Extractivist epistemologies work analogously to extractivist capitalism by extracting something of value, transferring it to another location, and then making use of its value. Sometimes, the item being extracted is knowledge, or an object that is thought to contain knowledge. Thus, in this case extractivists seek an epistemic resource of some sort---such as a piece of pharmacological knowledge held by an indigenous community or a rural healer concerning the medicinal potential of a given plant, or an artifact from an indigenous funeral site that can help them understand the nature of that particular culture. I argue that extractivist epistemologies developed in the modern era in a way that was marked by this practice and its implicit assumptions about how value (epistemic or otherwise) can be identified, can be made portable, and can be made use of. The extractivist epistemic approach treats this epistemic resource as separable from its origin, and then renders it into a knowledge commodity with exchange value over which exclusive rights can be contractually defined, protected and enforced. But to do this involves a whole series of metaphysical and epistemological assumptions about the nature of knowing as well as the norms of good knowing. This paper will also offer corrective epistemic norms to address the problems I have identified in extractivist epistemologies.

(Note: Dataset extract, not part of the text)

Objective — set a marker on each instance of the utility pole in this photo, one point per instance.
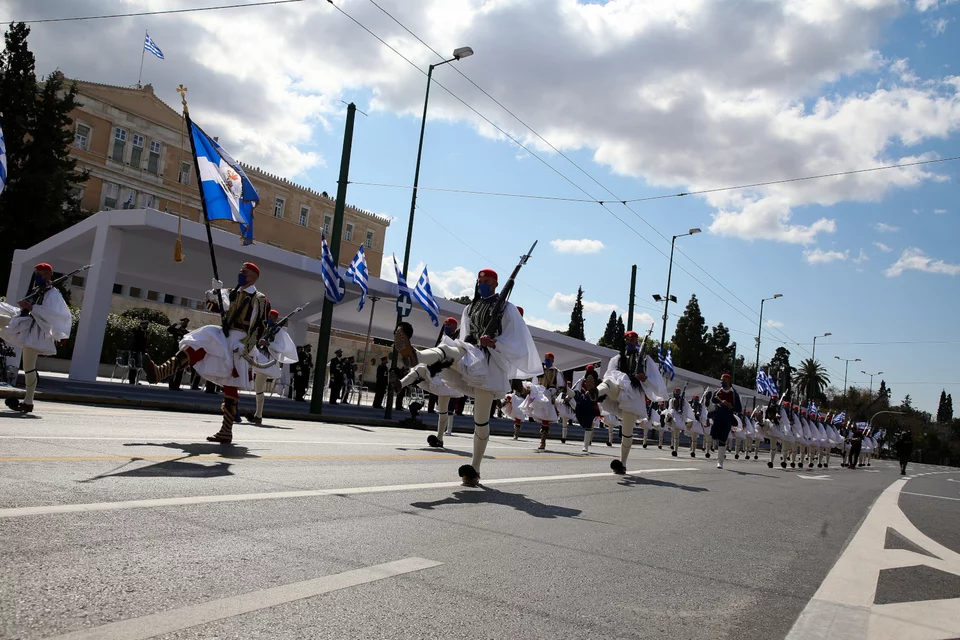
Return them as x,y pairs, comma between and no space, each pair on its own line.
336,234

Lecture 2: "Imperial Museums"

Respondent: Professor Oscar Guardiola-Rivera (Birkbeck)

Wednesday, 8 May 2024

3-6pm

A V Hill Lecture Theatre, Medical Sciences, UCL

(https://www.accessable.co.uk/ucl/access-guides/medical-sciences-a-v-hill-lecture-theatre-131)

My focus here will be primarily on archaeological museums that house cultural artifacts from many cultures: these are what I call "imperial museums". I will focus on the knowledge claims made by such museums, which are used to justify their retention of their collections. The primary way museums legitimate their right of ownership and of display is on the basis of protecting a universal cultural knowledge which has unlimited reach into the future. I will explore and analyze the debates over this claim, looking especially at the issue of human remains of indigenous peoples in the Americas and the effort to repatriate these remains. I will also look at some current options for transforming such museums as developed by Dan Hicks, Ariella Azoulay and Philip Deloria. The principal issue this paper is concerned with is not the right to retain objects but the ideological effect of such museums in the legitimation of Imperialism, both past and present.


About the speakers

Linda Martín Alcoff is professor of philosophy at Hunter College and the Graduate Center, CUNY, and Co-Director of the Mellon Public Humanities and Social Justice Program. Her work bridges political and philosophical topics, on epistemology, Latin American philosophy, feminism, critical race theory and continental philosophy. As well as writing numerous academic and public facing pieces in philosophy, her books include Rape and Resistance (Polity 2018), The Future of Whiteness (Polity 2015), and Visible Identities: Race, Gender and the Self (Oxford 2006), which won the Frantz Fanon Award. She has also edited eleven books and published over 100 articles and book chapters. She is past president of the American Philosophical Association, and is originally from Panama.

Sumi Madhok is Professor of Political Theory and Gender Studies and Head of the Department of Gender Studies at LSE. Her work combines critical theory and ethnographic approaches with a focus on South Asia and is interested in social sciences focused on epistemic interventions from the Global South. Her latest book is Vernacular Rights Cultures: The Politics of Origins, Human Rights and Gendered Struggle for Justice (Cambridge, 2021), winner of the 2022 Susan Strange book award.

Oscar Guardiola-Rivera is Professor of Human Rights and Political Philosophy at Birkbeck Law School. His work covers decolonial and anti-colonial approaches to philosophy, law, art practice, and education, with a focus on the Americas and Atlanticism, emphasising decolonial and visual methodologies, political economy, and racial justice. His What If Latin America Ruled the World? (Bloomsbury, 2010) won the Frantz Fanon Award.


Co-sponsored by the Department of English, UCL. Free and open to all.